World is her oyster

IT MAY WELL be a case of Philadelphia, Here I Come, if Jacqueline Woods has her way

IT MAY WELL be a case of Philadelphia, Here I Come, if Jacqueline Woods has her way. "I want to travel," she says in a voice full of conviction. "I wasn't too sure at school what I wanted to do." After a pause, she realises she was sure. "It was travelling I wanted to do."

Today she is confident that her training and experience in the hotel and catering business will make her a suitable candidate for work in foreign parts. The blue distant yonder is beckoning. She has already been to France and to Belgium.

Through studying and her work in hospitality, she has developed a taste for more. She expects to hear about a job in the US shortly, where she also has family relations in Philadelphia.

Having just completed her training with CERT in hospitality skills at Killybeg's Training College in Co Donegal, opportunities are already opening up. "I want to keep going, she says.

READ MORE

Woods is currently employed as an assistant hospitality supervisor at the Westwood Bistro in Galway. Earlier this year she completed her placement there and then she was asked to stay on.

"I love when it's busy," she says about her work at the moment. In particular, she remembers Race. Week this year at this family-run restaurant on the Clifden Road just outside the city. With seating for up to 80 in its dining area, the restaurant was hopping with happy eaters. streaming in to sample the chef's delights. It's the kind environment that Jacqueline Woods loves best, where she is meeting people and moving about throughout the day.
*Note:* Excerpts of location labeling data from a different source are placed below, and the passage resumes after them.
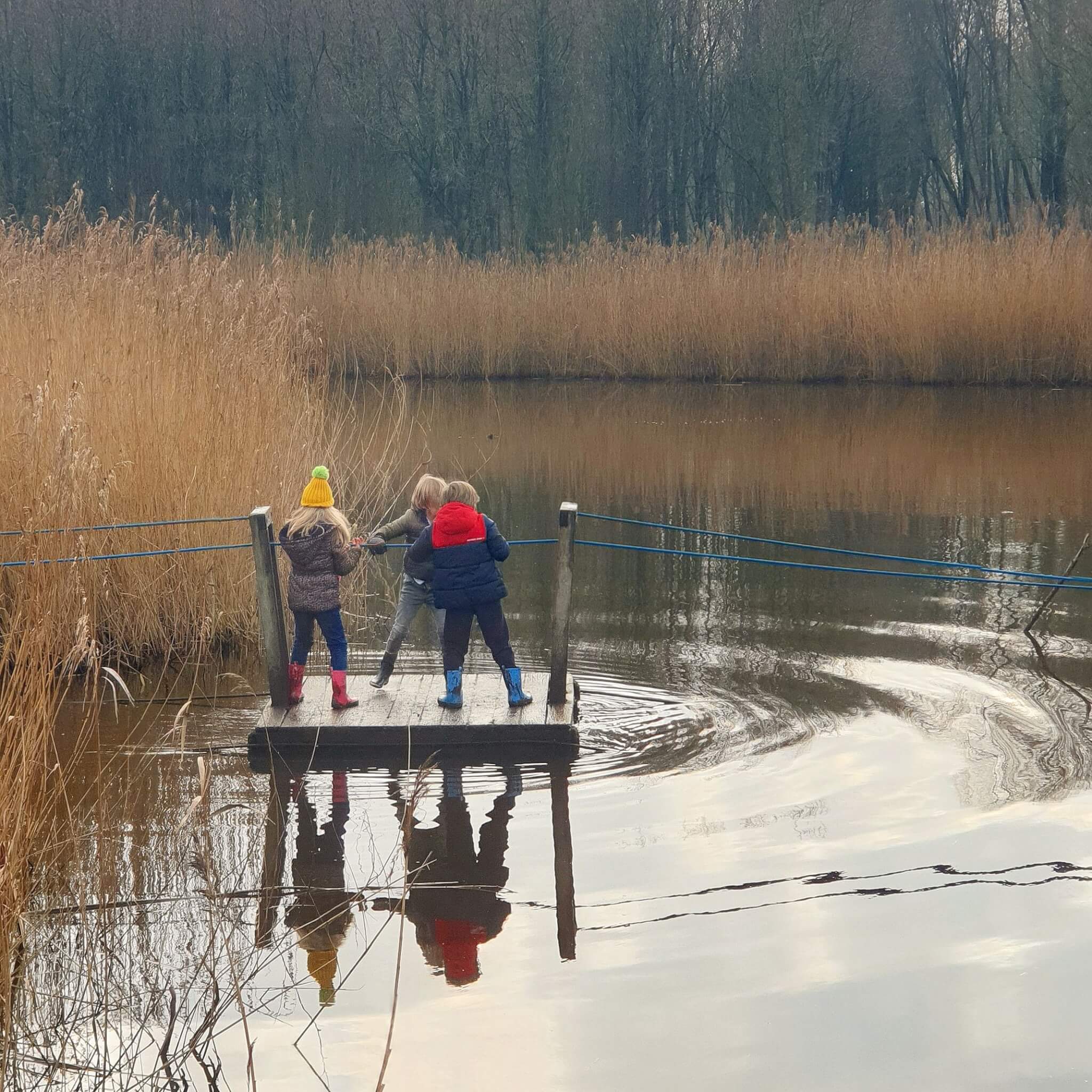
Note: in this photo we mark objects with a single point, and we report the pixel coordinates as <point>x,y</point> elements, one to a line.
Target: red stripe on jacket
<point>457,525</point>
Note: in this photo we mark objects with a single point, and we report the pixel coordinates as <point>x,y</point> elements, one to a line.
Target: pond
<point>824,831</point>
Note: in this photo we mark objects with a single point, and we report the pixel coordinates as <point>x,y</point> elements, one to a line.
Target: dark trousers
<point>332,629</point>
<point>457,635</point>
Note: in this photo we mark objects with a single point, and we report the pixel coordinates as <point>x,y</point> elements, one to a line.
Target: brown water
<point>827,831</point>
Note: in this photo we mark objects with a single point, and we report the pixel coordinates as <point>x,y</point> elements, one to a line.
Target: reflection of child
<point>322,913</point>
<point>416,590</point>
<point>465,547</point>
<point>454,905</point>
<point>319,545</point>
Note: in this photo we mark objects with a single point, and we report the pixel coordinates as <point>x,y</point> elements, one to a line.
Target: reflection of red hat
<point>459,942</point>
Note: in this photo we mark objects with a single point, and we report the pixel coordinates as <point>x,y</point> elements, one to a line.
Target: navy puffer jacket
<point>463,547</point>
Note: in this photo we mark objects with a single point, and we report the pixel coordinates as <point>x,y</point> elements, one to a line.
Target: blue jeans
<point>332,629</point>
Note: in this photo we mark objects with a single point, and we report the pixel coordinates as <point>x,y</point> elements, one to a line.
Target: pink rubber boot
<point>341,698</point>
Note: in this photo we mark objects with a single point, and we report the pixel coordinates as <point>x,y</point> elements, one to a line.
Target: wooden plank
<point>270,606</point>
<point>410,713</point>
At the beginning of her placement she worked in the kitchen and discovered that she prefers to be in the general bar and restaurant area. "I'm the type who loves to walk around and talk to the customers," she explains.

She completed her second year exams earlier this year and since then she has graduated with distinction in her certificate in Hospitality Skills, awarded by the National Tourism Certification Board. At the ceremony she was also awarded the CERT student of the year award and also Killybeg's trainee of the year.

"I'm working between the bar and the restaurant," she says. "On a busy day, the customers are impressed that you can keep up. You keep smiling, you keep the head." There will be no shortage of career opportunities, as demand for trained restaurant service personnel is extremely high and there are constant shortages.

Woods finished her Leaving Cert in 1994 and, without a backward glance, she turned down a job in Athlone and headed for the CERT Tourism College in Killybegs, "a lovely town," she says, where she spent two years studying and learning about the bar and restaurant business.

There were about 40 in the class, six of them boys, she recalls. Together they studied food preparation, tourism, personal and work hygiene, language skills, restaurant and bar service, office and reception techniques, accommodation services and customer relations and hospitality skills. There was an emphasis on practical work.

Her first placement was in Harry Jordan's Jordanstown House Restaurant in Carlingford, Co Louth. She worked here for five months and loved it. "You have to be very, very pleasant," she says. "You have to know what the customers want before they ask for it."

Last month Woods went to Belgium to take part in a European cooking and serving competition which tests half of the contestant in restaurant service skills and the other half in cookery. The four-member Irish team, competing against nine other teams from around Europe, won the silver medal and a certificate of excellence in catering.

Looking back, Jacqueline Woods says that it was holiday work in her uncle's shop which gave her a taste for meeting people. She grew up in Co Monaghan, at Broomfield, between Castleblayney and Carrickmacross. She went to Ardscoil Lorgain, the vocational school in Castleblayney.

As a child, she recalls, her relatives used to come home from abroad for visits during the summer. Invitations to visit them were always made and meant. Now, at last, she can think about taking them up on the invitations.